Partita la macchina organizzativa del 55esimo Settembre Rendese

Si terrà anche quest'anno la tradizionale kermesse musicale. Sindaco Manna: "Sarà un Settembre Rendese di taglio internazionale"

E’ stato proprio il comune di Rende a dare il via alla ripresa dei grandi eventi musicali all’aperto nell’area urbana.

Si è tenuta ieri infatti la prima delle tre serate della manifestazione musicale “Rise Up – Musica oltre le distanze“. Sul palco allestito all’interno dello stadio “Marco Lorenzon” si sono esibiti Murubutu feat DIA & Dj Kerò e Margherita Vicario. A seguire dj set con selezione musicale a cura dello stesso Dj Kerò.

Forte di questa esperienza e di questo primato l’amministrazione comunale ha iniziato ad attivare la macchina organizzativa del “Settembre Rendese“, manifestazione di punta della stagione estiva divenuta ormai una tradizione che giungerà quest’anno alla cinquantacinquesima edizione.

“Abbiamo pensato a un cartellone che punti su eventi di taglio internazionale con uno sguardo rivolto alle produzioni originali”, afferma il sindaco Marcello Manna che sottolinea come: “le parole d’ordine di questa kermesse debbano essere partecipazione, diffusione e innovazione“.

Il tavolo dell’organizzazione del Settembre Rendese

“Si è pensato a valorizzare il brand del nostro municipio aderendo ai principi del Creative Commons e dei nuovi principi della divulgazione e nella promozione di nuovi modelli di gestione del diritto d’autore attraverso la diffusione libera e gratuita delle opere prodotte senza intermediazioni. Vogliamo infatti puntare i fari sul Mezzogiorno, sostenendo e ridando voce le menti, i collettivi e le imprese di arte e spettacolo che durante il lockdown sono stati costretti a fermarsi.

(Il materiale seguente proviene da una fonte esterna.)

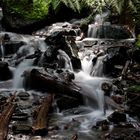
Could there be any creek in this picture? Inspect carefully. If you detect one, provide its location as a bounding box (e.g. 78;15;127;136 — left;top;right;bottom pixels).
0;21;137;140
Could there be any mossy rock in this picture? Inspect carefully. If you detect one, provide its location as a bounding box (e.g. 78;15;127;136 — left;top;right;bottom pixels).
3;0;49;21
2;0;50;33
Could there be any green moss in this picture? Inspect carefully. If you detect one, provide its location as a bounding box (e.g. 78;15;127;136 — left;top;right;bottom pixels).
6;0;50;20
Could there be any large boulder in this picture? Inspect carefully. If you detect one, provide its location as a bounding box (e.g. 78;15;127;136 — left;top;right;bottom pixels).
2;0;49;33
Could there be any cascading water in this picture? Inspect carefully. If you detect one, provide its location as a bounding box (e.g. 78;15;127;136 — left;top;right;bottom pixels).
75;71;107;111
57;50;73;70
13;59;33;89
0;41;4;61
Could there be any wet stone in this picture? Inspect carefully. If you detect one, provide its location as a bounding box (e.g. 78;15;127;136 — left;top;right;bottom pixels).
92;120;109;131
12;112;29;121
57;97;80;111
18;92;30;100
108;111;126;124
12;124;32;134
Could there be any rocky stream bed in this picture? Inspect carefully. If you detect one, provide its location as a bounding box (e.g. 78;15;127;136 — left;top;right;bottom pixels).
0;22;140;140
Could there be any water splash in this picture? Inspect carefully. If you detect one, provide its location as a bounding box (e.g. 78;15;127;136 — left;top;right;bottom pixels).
74;71;109;112
91;55;106;77
0;41;5;61
13;59;33;89
57;50;73;71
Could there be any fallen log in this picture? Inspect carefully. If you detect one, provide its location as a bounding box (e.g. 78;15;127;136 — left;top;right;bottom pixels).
0;94;16;140
24;69;82;99
32;94;53;135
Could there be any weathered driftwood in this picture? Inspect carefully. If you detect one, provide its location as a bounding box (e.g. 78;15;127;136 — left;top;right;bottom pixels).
24;69;81;99
32;94;53;135
0;95;15;140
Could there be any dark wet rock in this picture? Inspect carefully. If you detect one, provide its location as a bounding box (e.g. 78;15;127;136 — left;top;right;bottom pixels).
108;111;126;124
129;48;140;64
92;120;109;131
89;24;133;39
4;41;26;55
12;112;29;121
18;92;30;100
48;125;59;131
12;124;32;134
71;57;82;71
33;22;80;37
57;97;82;112
109;128;140;140
0;61;12;80
104;47;128;77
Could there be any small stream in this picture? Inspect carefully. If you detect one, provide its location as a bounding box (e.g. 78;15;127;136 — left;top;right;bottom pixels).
0;21;138;140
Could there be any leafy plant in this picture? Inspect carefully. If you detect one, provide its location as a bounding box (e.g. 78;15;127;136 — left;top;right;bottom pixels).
5;0;50;20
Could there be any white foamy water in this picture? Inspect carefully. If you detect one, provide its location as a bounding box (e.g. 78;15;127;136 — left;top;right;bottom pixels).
57;50;73;71
74;71;109;111
0;42;5;61
13;59;33;88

Narreremo attraverso diversi linguaggi la voglia di cambiamento, la comune idea di un Sud diverso: aperto, umano e solidale, sospeso tra il locale ed il globale, consapevole del valore che ogni forma di arte e cultura porta in quanto punto d’incontro tra territori e culture differenti”, ha proseguito il primo cittadino.

“Il Covid-19 ci ha posto una serie di problematiche, ma, parallelamente, ha fatto sì che facessimo un passo avanti nella diffusione dei contenuti che proporremo: ciò significa raggiungere una platea vastissima, oltrepassare i confini regionali e ricercare una nuova forma di vicinanza tra pubblico e proposta culturale. Utilizzeremo maxi schermi per le dirette in streaming, app dedicate per i dispositivi mobili, videoblog attraverso cui gli artisti potranno dialogare con il pubblico anche a distanza.

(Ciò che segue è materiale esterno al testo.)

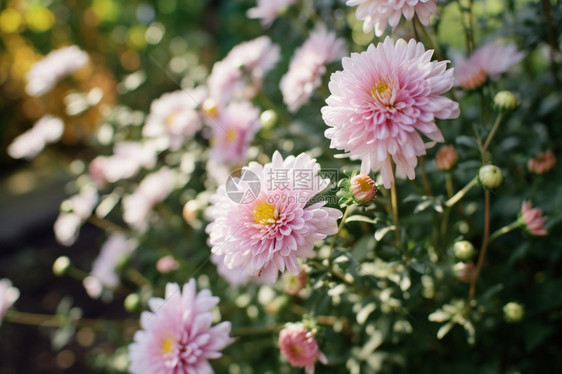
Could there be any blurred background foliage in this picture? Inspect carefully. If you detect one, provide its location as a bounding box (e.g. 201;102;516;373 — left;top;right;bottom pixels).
0;0;562;374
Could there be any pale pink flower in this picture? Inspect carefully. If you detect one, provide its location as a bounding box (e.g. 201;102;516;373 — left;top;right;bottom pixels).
435;144;459;170
7;114;64;159
247;0;296;28
280;28;347;112
519;201;548;236
209;101;261;165
279;323;328;374
0;278;20;324
123;167;175;231
453;43;525;90
25;45;90;96
207;36;280;105
346;0;437;36
89;141;157;187
322;37;459;188
129;279;234;374
156;255;180;274
205;151;341;283
142;87;207;150
527;150;556;174
83;234;136;298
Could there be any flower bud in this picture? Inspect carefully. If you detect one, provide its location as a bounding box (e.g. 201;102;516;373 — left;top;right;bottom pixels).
349;173;377;205
494;91;517;112
503;301;525;323
478;165;503;188
123;293;141;313
260;109;278;129
53;256;72;277
435;145;459;170
453;240;474;260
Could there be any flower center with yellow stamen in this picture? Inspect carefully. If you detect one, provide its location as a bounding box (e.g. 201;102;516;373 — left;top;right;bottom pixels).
252;203;275;225
162;339;173;354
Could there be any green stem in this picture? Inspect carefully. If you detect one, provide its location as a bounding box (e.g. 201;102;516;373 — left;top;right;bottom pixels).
445;177;478;208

Per questo chiediamo che la regione appoggi questo nostro progetto, un festival di qualità, capace di rinnovarsi ogni anno, veicolo promozionale di grande impatto e di restituzione a livello culturale, turistico, economico per la Calabria valorizzandone il patrimonio identitario, storico e artistico. È impensabile che trascorra altro tempo senza iniziative di tale calibro.”, ha concluso Marcello Manna.